Pteragogus trispilus is a species of marine ray-finned fish from the wrasse family, the Labridae. It is native to the Red Sea from where it has entered the Mediterranean Sea.

==Description==
Pteragogus trispilus has a compressed body which has a covering of cycloid scales. It has a terminal mouth, its jaws extend as far as the rear of the pupil and are equipped with two pairs of large, recurved caniform teeth at the front of the jaw. The second pair and large and straight. The dorsal fin has 11 spines and 9 soft rays while the anal fin has 3 spines and 9 soft rays. It has a rounded, moderately long caudal fin while there is a lengthened first ray in the pelvic fin. When fresh they are mainly olivaceous in colour with the edges of the scales picked out in white, there is an oblique elliptic shaped black spot on the gill cover, this has wide yellow margins. There is also a vertical white streak on each side of rear edge of the preoperculum. There is a scattering of small black spots behind the eye and on the nape. The pupil is surrounded by orange pigment while the rest of iris with 7 dark lines radiating out from the pupil. The lateral line is marked with black dots and dashes and with white dots. The dorsal, anal, and caudal fins are olivaceous marked with white dots on their rays and slanting white lines on their spiny parts. The lower part of head and rear part of the gill cover in males are suffused with orange. The females sometimes have a whitish stripe running from the front of snout and widening to the diameter of the pupil runs below the lateral lineto the upper part of the caudal peduncle. There can be horizontal rows of white spots on the body to the rear of the base of the pectoral fins, and there may be faint orange spots too. Each of the first three membranes between the anterior spines of the dorsal fin in males has a black spot while there are normally 2 such spots on females, and sometimes a faint third spot. A specimen from Turkey in 2019 was mostly a light brown-reddish in colour. This is a small species of wrasse with the largest males being 7.9 cm in total length.

==Distribution==
This species is found in the Red Sea, the Gulf of Aqaba and the Gulf of Suez.
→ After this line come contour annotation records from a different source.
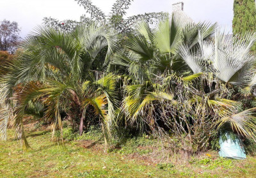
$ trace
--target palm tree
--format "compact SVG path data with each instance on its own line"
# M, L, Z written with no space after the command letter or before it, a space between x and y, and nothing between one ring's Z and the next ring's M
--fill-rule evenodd
M81 134L86 108L92 106L107 136L105 128L107 122L111 122L107 120L114 118L115 108L115 75L96 75L97 72L91 68L97 54L108 47L107 60L116 50L118 41L114 33L94 24L79 27L72 33L39 27L27 38L20 47L18 67L13 69L10 76L1 80L3 85L6 80L12 83L6 87L10 92L4 93L5 98L12 93L13 86L21 85L21 92L15 97L19 104L14 119L25 146L22 119L29 102L35 100L43 100L46 107L45 116L52 118L54 128L61 132L61 108L66 107L71 118L79 117ZM70 108L76 108L77 112L68 112Z

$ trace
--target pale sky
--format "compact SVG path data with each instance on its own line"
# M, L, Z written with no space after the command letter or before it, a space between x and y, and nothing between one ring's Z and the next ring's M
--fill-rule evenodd
M127 16L145 12L172 12L172 4L181 0L134 0L127 10ZM184 11L194 21L218 22L232 29L234 0L183 0ZM92 0L106 15L111 11L115 0ZM60 20L79 20L84 14L74 0L0 0L0 21L16 21L21 27L20 35L26 36L38 25L45 17Z

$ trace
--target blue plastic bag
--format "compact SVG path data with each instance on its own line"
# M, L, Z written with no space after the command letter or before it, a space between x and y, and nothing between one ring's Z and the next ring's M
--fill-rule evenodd
M225 132L220 137L220 156L237 159L246 158L241 139L234 133Z

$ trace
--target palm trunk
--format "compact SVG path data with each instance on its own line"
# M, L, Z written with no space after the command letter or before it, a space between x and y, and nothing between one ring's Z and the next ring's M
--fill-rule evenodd
M79 126L79 135L83 135L83 127L84 127L84 120L85 119L86 110L83 109L82 115L80 118L80 126Z

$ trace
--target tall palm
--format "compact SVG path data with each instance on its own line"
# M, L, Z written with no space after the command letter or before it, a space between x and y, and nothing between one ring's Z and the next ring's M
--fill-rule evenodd
M12 86L20 84L22 87L22 92L15 97L19 105L15 111L15 122L25 145L22 119L24 110L32 100L45 99L45 116L54 119L54 125L60 130L60 108L67 103L72 103L79 108L77 114L81 124L88 105L100 116L103 125L106 125L103 121L107 117L113 118L115 107L114 75L95 75L91 66L97 54L105 47L108 47L108 59L116 50L118 41L114 33L94 24L77 27L72 33L40 27L27 38L20 47L18 68L12 71L15 75L13 78L8 78ZM95 76L104 77L99 79ZM2 84L5 83L3 80ZM10 91L12 87L8 89ZM63 98L70 102L64 103ZM108 112L105 111L106 108ZM107 117L108 114L112 115ZM80 128L81 133L83 126Z

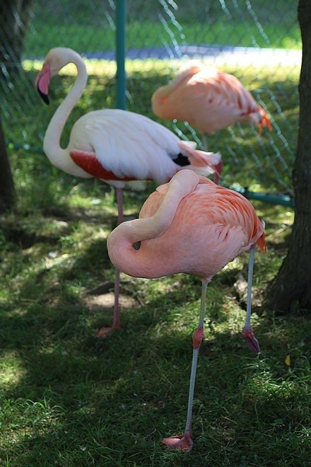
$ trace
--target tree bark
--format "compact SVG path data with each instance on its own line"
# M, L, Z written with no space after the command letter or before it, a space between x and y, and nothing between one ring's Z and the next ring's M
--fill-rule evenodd
M15 200L14 183L8 154L4 134L0 117L0 213L13 207Z
M288 312L311 309L311 3L299 0L303 42L299 132L293 172L295 220L287 256L268 288L265 305Z

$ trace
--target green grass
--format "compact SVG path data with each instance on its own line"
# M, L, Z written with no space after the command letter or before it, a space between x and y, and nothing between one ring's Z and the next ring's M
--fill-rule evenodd
M2 464L307 466L310 321L277 317L260 306L286 253L293 213L256 204L269 246L255 268L259 358L240 335L245 310L233 289L247 255L209 287L195 446L184 454L166 450L160 439L184 427L199 281L122 275L122 292L136 304L123 309L119 332L98 338L112 306L105 294L96 301L87 292L113 280L105 246L116 223L113 192L45 171L45 186L59 187L54 202L49 195L42 202L49 190L42 191L34 173L15 212L1 218ZM127 191L127 214L136 214L151 190ZM35 191L42 198L37 204Z
M232 3L232 2L231 2ZM215 45L300 49L296 7L271 1L127 4L127 47ZM163 3L163 5L165 4ZM26 36L25 57L44 57L57 45L80 52L112 50L116 14L105 2L37 2ZM277 27L276 27L277 25Z
M26 64L26 79L32 82L34 64ZM106 73L98 62L88 66L93 67L88 86L64 143L72 122L86 109L115 105L115 70L107 65ZM153 67L148 76L141 64L129 66L131 109L145 113L168 64ZM235 71L252 87L254 70ZM71 73L53 79L48 108L35 94L32 105L18 96L16 102L11 100L28 110L16 116L16 125L11 122L13 140L22 129L25 142L40 146L38 132L43 135L68 92ZM298 70L286 73L286 81L282 73L263 70L255 83L277 93L284 113L274 110L273 102L268 102L269 110L291 141L295 135L288 121L297 125ZM224 154L226 148L245 156L254 151L258 137L248 128L242 132L240 149L228 132L222 134ZM274 132L266 138L258 143L264 149L258 153L264 163L271 151L270 138L283 154ZM160 440L184 429L199 281L184 275L150 281L122 275L127 300L122 328L100 339L98 330L112 322L112 296L88 292L102 282L109 292L114 279L106 249L107 236L116 226L114 192L104 183L59 172L42 154L10 146L9 155L18 202L0 218L1 464L308 466L310 322L298 312L276 316L262 306L266 284L286 253L293 211L255 203L266 221L269 248L266 255L256 257L253 325L262 347L258 358L240 336L245 304L233 292L238 273L245 274L247 255L209 287L195 391L195 445L184 454L167 450ZM273 174L268 173L268 181L256 178L252 161L243 181L267 189ZM238 174L239 168L227 160L225 180L232 183ZM126 214L136 215L153 188L149 184L143 192L126 190Z
M116 105L115 64L100 60L89 60L86 63L89 74L88 86L65 128L62 139L65 145L73 122L81 115L90 110ZM28 101L21 99L23 88L19 88L19 93L4 96L4 108L11 113L10 118L4 120L8 141L26 144L31 148L40 148L50 117L69 91L76 73L74 67L69 67L65 74L53 79L51 104L47 108L40 100L33 84L41 66L39 62L25 63L27 70L25 88L31 86L30 92L28 90L26 94ZM177 63L169 61L129 60L127 62L128 110L156 120L151 109L151 96L155 89L167 82L168 76L173 76L174 67L177 66ZM231 185L237 183L250 190L290 194L298 134L298 67L270 67L259 69L247 67L224 69L240 79L266 109L274 129L271 132L265 130L259 137L255 127L237 125L209 139L209 150L220 151L225 161L223 183ZM20 86L20 81L18 86ZM13 108L16 111L12 113ZM158 120L177 132L182 138L194 139L201 144L201 135L184 123ZM37 171L37 166L39 174L41 164L45 166L49 164L42 154L30 158L29 161L23 161L28 159L26 153L19 154L16 158L15 171L23 170L25 163L30 164L34 171ZM54 190L57 191L58 188L52 187L51 190L53 198Z

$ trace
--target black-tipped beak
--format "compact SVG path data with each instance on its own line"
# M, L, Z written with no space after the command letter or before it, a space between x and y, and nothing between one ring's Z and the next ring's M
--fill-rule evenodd
M42 93L40 89L39 86L37 86L37 92L39 93L42 100L43 100L44 103L45 103L47 105L49 104L49 96L47 94L45 94Z

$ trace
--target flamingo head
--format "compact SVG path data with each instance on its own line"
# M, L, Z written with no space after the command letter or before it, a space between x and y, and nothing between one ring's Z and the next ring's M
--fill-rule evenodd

First recorded in 1992 in the Mediterranean Sea off Israel, following passage through the Suez Canal, it is now commonly observed in Levantine waters.

==Habitat and biology==
Pteragogus trispilus occurs in areas with a substrate consisting of sand where there are detached clumps of brown algae or they are interspersed with small coral patches and rocks. They are known to feed on foraminifera, small gastropods and crustacean, including small crabs and moderately large shrimp, indicating that it does not feed exclusively on very prey items.

==Taxonomy==
Pteragogus trispilus was first described by John E. Randall in 2013 with the type locality given as Taba on the Gulf of Aqaba. The initial specimens had been collected during the 1980s and identified as Pteragogus pelycus, the name created by Randall to replace the preoccupied name given to this taxon by Wilhelm Peters, Cossyphus opercularis.